The biofouling process begins with the colonization of microfoulers (e.g., cyanobacteria, bacteria, algae, and diatoms) and biofilm formation [7,8]. Biofilms formed on marine surfaces protect microorganisms from the action of adverse environmental conditions and allow the occurrence of macrofouling by bryozoans, mollusks, polychaeta, tunicates, coelenterates, or fungi (marine macrofoulers) [9]. In recent decades, several authors have sought to develop efficient and environmentally friendly marine coatings, aiming to inhibit biofilm formation of microfoulers as a preventive strategy to reduce or delay marine biofouling and its undesirable consequences.
In this study, the performance of two commercial marine coatings—a silicone-based paint (SilRef) and an epoxy resin (EpoRef)—was evaluated to prevent biofilm formation by marine microfoulers. The silicone-based paint is a third-generation hydrogel-based fouling-release coating (FRC), frequently used to coat the ship’s hulls, marine water inlet piping, and grids in power stations [10]. It combines hydrogel polymers with silicone fouling-release technology to originate polydimethylsiloxane (PDMS) matrices with self-stratifying hydrogel-promoting polymers, conferring, upon water contact, a more hydrophilic character to the hydrophobic polymer matrix and additives. It is thus able to prevent or weaken hydrophobic or hydrophilic interactions, minimizing the adsorption of proteins, bacteria, and complementing the ability of the original FRC approach [11]. In recent years, FRCs—including PDMS-based matrices—have attracted considerable attention because they are biocide-free and hence environmentally friendly, efficient, and have a relatively long life-cycle [1,8,12]. Silicone polymers have been widely employed in FRC development due to their ability to provide coating films of low surface tension and porosity, excellent elasticity, heat resistance, and durability against UV irradiation [8]; as well as proven efficacy against common marine algae, diatoms, tube worms, hydrozoans, barnacles, and mussels [12,13]. Additionally, among the most used coating materials, hydrogel polymers combined with diverse other polymers have demonstrated high antifouling performance against marine organisms, becoming a focus of increasing interest [14,15]. In turn, the polymeric epoxy resin is commonly used to coat the hulls of small recreational vessels [16,17] due to its unique physical, chemical, and mechanical properties, safety issues, and low cost [18]. Epoxy composites also demonstrated high durability and resistance to fatigue and UV irradiation [19].
Although both commercial coatings are typically used in vessel hulls, the microfoulers’ response to these surfaces is not adequately characterized.
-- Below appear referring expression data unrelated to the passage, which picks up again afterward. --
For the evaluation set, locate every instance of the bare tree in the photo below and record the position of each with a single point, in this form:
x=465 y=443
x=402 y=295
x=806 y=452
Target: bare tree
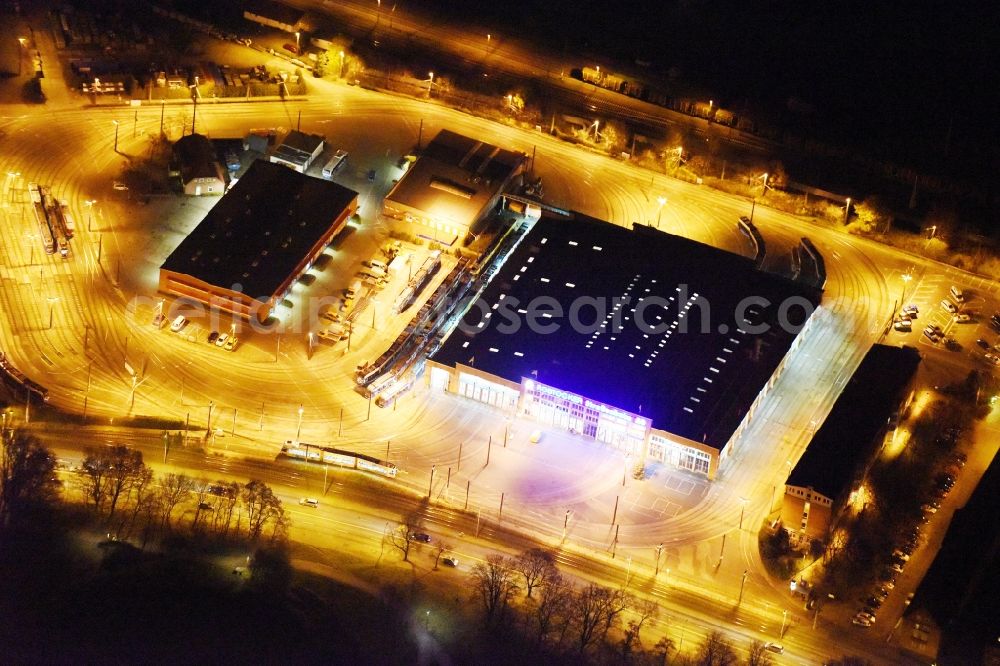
x=174 y=489
x=663 y=648
x=553 y=603
x=758 y=655
x=261 y=506
x=590 y=608
x=228 y=494
x=142 y=487
x=645 y=609
x=533 y=564
x=616 y=605
x=494 y=585
x=109 y=473
x=716 y=650
x=404 y=534
x=201 y=496
x=441 y=549
x=27 y=475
The present study aims to evaluate the long-time performance of a silicone-based paint and an epoxy resin against biofilm formation by two common microfouling organisms, Pseudoalteromonas tunicata and Cyanobium sp. LEGE 10375, under defined hydrodynamic conditions in order to predict the antibiofouling response in real marine settings where these surfaces can be used. The fouling behavior of P. tunicata has been widely described [20,21] and this organism has become one of the preferred test organisms for surface fouling evaluation. Cyanobium spp. is distributed in a wide range of habitats like brackish, marine, and freshwater environments around the planet [22]. Given the fouling potential demonstrated in the current study, it is surprising that only one publication assessed the biofilm formation behavior of a strain from this genus (Cyanobium sp. LEGE 06097) in controlled hydrodynamics [23]. To the best of our knowledge, the present study is the first to describe the performance of antifouling marine coatings against Cyanobium sp. LEGE 10375. Understanding how antifouling surfaces interact with microfoulers can clarify and help to improve their efficacy, leading to the development of new antifouling coatings to address this challenge.

2. Materials and Methods

2.1. Surface Preparation

Two commercial marine coatings, a silicone-based paint (SilRef) and an epoxy resin (EpoRef) were used in this study. Glass coupons (1 cm × 1 cm; Vidraria Lousada, Lda, Lousada, Portugal) were cleaned and disinfected [23] before being used as a substrate for coating. The silicone-based paint was provided by Hempel A/S (HEMPASIL X3+ 87500, Copenhagen, Denmark) and it is a two-component system obtained from blending a base resin (Hempasil Base 87509) and curing agent (Hempasil Crosslinker 98951) in a ratio of 17.8/2.2 (v/v). SilRef-coated glass surfaces were prepared using conventional brush painting, following the recommendations of the manufacturer: a prior glass coupons coating with a universal tie-coat (base resin XA17-17310 and curing agent XA18-RD003) and a curing step at room temperature (about 23 °C) for 8 h, followed by a second coating with the HEMPASIL system, and curing step at room temperature (about 23 °C) for 24 h. Finally, the cured SilRef-coated glass coupons were sterilized with UV radiation for 30 min before use.
The epoxy resin was produced by HB Química (Matosinhos, Porto, Portugal) and consisted of a mixture of HB Eposurf 2 resin and HB Eposurf hardener in a ratio of 10:3 (v/v) [23]. For the production of EpoRef-coated glass surfaces, 70 µL of epoxy resin was deposited on top of the glass coupons using spin coating (Spin150 PolosTM, Paralab, Porto, Portugal) at 6000 rpm, with increments of 1000 rpm, for 40 s. Then, the surfaces were dried in two steps: (i) 12 h at room temperature (approximately 25 °C), and (ii) 3 h at 60 °C, according to the instructions from the manufacturer [23], and sterilized by using immersion in 70% (v/v) ethanol (VWR International S.A.S., Fontenay-sous-Bois, France) for 20 min. Before the biofilm formation experiments, the initial weight of each coupon was determined.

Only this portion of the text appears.